Albert began to explain that when he was attending the Studio City ward he volunteered to work in the Bishop’s storehouse two days a week. When he saw me staring blankly at him, Albert added that he was a member of the Mormon Church.

“You’re a Mormon?” I asked incredulously.

Albert actually looked a little insulted by this but went on to tell me that the Bishop’s storehouse was basically a grocery store for Mormons.

I told him that I was pretty sure the Mormons would have cleaned the place out by now, but Albert was adamant that there would be supplies there. We discussed it for a few more minutes and decided that we should plan a trip up there soon.

At one point, our discussion turned to my trip to the Do It Center and I mentioned the bikers I had seen.
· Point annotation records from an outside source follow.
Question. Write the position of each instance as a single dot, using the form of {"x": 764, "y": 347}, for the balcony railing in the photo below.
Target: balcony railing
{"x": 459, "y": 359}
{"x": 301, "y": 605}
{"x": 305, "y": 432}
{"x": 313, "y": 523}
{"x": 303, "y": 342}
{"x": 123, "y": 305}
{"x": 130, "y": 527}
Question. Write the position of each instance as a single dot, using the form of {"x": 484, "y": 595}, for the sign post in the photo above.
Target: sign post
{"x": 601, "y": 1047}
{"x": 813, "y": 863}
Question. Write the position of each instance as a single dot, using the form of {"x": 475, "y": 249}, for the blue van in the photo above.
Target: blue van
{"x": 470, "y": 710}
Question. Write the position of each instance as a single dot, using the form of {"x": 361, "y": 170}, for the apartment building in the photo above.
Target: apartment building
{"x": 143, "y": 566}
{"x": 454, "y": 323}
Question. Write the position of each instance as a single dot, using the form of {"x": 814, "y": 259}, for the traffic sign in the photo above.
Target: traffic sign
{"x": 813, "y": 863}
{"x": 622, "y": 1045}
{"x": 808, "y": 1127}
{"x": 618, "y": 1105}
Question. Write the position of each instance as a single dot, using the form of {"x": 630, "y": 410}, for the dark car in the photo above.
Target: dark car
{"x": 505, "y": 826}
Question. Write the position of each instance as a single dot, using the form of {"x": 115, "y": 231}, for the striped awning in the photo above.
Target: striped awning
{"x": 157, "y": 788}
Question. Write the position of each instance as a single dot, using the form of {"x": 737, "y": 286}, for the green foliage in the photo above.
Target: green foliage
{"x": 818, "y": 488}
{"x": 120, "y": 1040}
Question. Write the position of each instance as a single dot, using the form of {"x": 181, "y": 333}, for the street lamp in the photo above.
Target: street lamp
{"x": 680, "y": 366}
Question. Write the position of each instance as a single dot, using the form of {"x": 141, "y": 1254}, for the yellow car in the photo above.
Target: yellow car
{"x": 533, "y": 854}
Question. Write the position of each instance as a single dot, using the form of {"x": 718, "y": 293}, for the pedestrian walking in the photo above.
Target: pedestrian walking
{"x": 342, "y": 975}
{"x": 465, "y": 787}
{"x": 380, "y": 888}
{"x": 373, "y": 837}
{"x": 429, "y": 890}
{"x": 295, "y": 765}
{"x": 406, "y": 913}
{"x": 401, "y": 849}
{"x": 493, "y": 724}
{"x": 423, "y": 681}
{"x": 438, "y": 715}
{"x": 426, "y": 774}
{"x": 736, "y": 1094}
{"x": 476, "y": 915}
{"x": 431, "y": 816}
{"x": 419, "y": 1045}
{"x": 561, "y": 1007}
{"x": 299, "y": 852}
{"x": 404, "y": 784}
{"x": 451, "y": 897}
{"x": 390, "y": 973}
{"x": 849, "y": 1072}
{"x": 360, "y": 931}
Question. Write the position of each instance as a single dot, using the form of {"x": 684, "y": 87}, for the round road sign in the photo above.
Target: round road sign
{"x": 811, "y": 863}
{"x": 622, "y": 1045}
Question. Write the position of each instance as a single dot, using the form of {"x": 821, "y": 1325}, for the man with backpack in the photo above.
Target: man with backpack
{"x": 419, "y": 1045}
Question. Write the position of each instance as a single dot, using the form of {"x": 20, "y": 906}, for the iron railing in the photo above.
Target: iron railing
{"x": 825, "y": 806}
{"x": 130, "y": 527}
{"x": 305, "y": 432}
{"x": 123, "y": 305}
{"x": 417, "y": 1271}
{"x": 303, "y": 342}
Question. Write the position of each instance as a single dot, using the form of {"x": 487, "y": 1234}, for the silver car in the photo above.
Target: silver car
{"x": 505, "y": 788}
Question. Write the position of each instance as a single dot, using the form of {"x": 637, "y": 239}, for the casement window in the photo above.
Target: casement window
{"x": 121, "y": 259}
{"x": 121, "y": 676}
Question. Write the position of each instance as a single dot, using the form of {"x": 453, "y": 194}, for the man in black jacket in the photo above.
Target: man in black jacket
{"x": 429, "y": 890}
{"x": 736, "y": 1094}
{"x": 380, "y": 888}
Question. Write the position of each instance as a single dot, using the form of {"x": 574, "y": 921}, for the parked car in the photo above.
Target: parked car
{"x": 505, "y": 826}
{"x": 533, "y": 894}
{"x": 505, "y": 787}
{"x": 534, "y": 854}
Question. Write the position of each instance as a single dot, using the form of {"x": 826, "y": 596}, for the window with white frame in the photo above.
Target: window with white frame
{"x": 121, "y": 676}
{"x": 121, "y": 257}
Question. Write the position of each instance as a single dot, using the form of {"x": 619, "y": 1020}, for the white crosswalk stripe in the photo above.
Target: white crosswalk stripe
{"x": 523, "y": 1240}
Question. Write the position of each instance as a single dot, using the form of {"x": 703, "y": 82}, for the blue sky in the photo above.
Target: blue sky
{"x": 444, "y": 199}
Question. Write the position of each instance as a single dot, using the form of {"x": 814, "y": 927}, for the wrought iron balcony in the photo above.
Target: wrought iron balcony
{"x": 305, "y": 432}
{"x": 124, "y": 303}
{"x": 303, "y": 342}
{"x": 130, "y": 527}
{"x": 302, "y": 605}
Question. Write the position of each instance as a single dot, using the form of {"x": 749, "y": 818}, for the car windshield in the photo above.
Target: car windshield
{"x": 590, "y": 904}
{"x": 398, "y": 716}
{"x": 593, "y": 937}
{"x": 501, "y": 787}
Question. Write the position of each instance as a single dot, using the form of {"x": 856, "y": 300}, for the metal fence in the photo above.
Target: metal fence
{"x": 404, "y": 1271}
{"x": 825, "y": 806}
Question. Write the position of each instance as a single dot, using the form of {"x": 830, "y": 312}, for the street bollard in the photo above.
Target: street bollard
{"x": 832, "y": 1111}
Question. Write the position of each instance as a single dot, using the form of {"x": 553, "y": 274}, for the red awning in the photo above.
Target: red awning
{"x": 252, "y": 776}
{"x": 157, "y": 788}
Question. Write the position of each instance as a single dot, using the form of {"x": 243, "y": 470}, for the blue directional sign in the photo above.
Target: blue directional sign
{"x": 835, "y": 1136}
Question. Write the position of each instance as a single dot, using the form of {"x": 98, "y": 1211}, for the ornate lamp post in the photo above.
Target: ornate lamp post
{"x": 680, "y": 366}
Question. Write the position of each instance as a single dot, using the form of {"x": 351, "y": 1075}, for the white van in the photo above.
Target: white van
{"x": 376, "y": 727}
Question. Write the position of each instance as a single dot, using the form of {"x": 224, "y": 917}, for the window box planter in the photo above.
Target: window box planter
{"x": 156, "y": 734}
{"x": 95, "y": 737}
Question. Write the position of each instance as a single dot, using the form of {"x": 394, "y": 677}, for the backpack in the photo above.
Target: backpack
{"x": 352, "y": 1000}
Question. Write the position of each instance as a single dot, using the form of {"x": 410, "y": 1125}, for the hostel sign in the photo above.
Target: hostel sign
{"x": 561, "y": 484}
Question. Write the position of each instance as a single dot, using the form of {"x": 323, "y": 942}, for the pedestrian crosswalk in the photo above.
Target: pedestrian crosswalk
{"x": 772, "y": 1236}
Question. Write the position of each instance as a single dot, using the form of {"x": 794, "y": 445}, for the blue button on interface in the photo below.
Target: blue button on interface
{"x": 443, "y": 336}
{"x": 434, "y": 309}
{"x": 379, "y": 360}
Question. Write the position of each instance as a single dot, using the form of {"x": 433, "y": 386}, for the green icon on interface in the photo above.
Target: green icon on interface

He nodded and said he knew about a group of guys that fit their description and that they lived in a junkyard not far from the storehouse we are planning to visit.

I suddenly got concerned, but Albert assured me they had no idea about the storage building. I got out a map and had him point out both the junkyard and the Mormon food supply. We will have to take a longer route to avoid the biker’s area and just hope they aren’t out and about when we get there.

Later in the day, I opened my safe and showed Albert my firearms. I had planned to give Albert my Ruger .22 caliber rifle to use (since I had already built a silencer for it), but when he saw my vintage WW2 M-1 carbine, he about crapped himself. He went on and on about how his Grandfather had one and it was the first gun he ever learned to shoot.

After listening to him rave about what a great gun it was, I didn’t have the heart to not let him use it. I grumbled to myself that I’d have to build a sound suppressor for it, but what the hell, I don’t really have anything better to do.